HR professionals from all sectors, industries and organizations vie for the top accolades – including The Ultimate Software Award for Best Workplace Culture, The Mercer Award for Excellence in Diversity & Inclusion, and The TalentEgg Award for Best Employer Branding
So, who’ll be deciding who win what? Presenting our panel of esteemed judges – including:
- Alissa Barton - Director, Human Capital Planning at Infrastructure Ontario
- Peter Elmar Bordo, Business Instructor at Canadian Tourism College
- Christian Cook, Associate Professor of Management & Human Resources at Bissett School of Business
- Stephen Brown Director, Talent Acquisition, HR Service Delivery Division at Ontario Shared Services
- Colin Druhan, Executive Director at Pride at Work Canada
- Nan Oldroyd, Chief Staff & Volunteer Resources at Art Gallery of Ontario (AGO)
- Waheeda Rahman, Director, Equity, Diversity and Human Rights at City of Toronto
- Maryse Gingras, Regional Director, Quebec and Atlantic Canada at Futurpreneur Canada
- Cathy Gallagher-Louisy, Senior Director, Consulting and Partnerships at Canadian Centre for Diversity and Inclusion
- Bill Dennis, President & CEO at Cultural & Generational Training
HRD Canada caught up with judges Colin Druhan and Stephen Brown, who explained why it’s so essential to support events such as this one.

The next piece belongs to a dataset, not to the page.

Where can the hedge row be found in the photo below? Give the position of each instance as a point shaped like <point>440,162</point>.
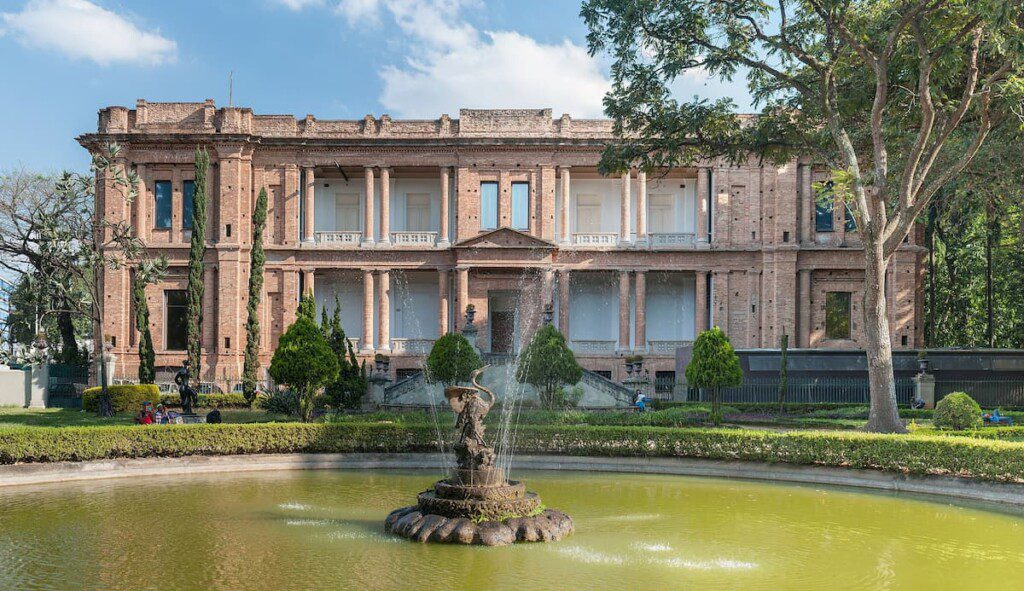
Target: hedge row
<point>986,459</point>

“For me it’s all about how we professionalize the profession,” explained Brown. “It’s often regarded as administrative work, which it is – but it’s also an essential function for achieving overall organizational excellence. When we recognize excellence, we should celebrate it. That helps to reinforce these integral values of HR management in all sectors and across all industries.
“For me, I’ll be looking for concepts that have really good design thinking, and by that, I mean client centered design thinking,” he told HRD Canada. “I want to see that the original concept was focused on service quality to clients, to the management team. In the context of talent acquisition, which is what I do, I want to see excellent candidate experience. That’s really where HR can continue to advance its effectiveness and enhance its alignment to the business strategy.”

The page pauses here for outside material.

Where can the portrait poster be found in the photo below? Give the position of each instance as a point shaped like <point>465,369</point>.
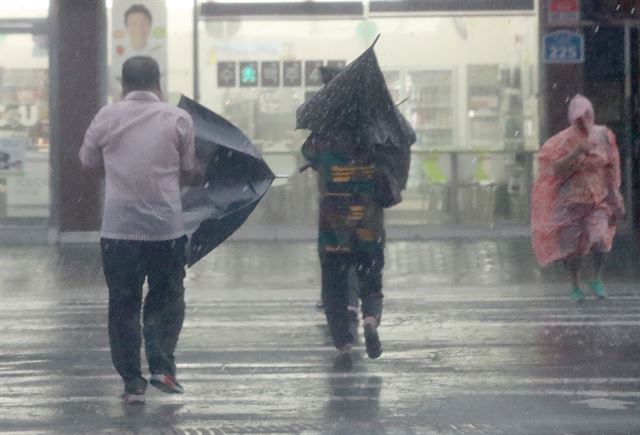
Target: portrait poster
<point>139,29</point>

Being bold and experimental are characteristics which should be second nature to HR professionals. It’s no longer good enough to parade the same tired old strategies – in order to see exceptional results, you have to deploy exceptional methods.
And for Druhan, this is something very close to his heart.
“There’s a couple of terms which people roll out all the time,” he told us. “Terms like disruptive and innovative - they lose their meaning when everyone uses the same strategy.
“When people look at what an employer is doing in another industry and copy it – sometimes it just doesn’t translate well. I think looking for bold and specific remedies to the problems within specific industries themselves is the ticket. For example, you wouldn’t deploy the exact same people strategy in a national bank as you would in a skilled trades environment – would you?
“Of course, it’s always important to share best practices - but never be a copycat.
“At my organization, Pride at Work Canada, we can see what happens when businesses don’t talk to each other or share best practices and quick wins. Ideas stagnate. Change doesn’t happen for our most vulnerable and marginalized community. D&I issues aren’t company specific – they affect everyone!”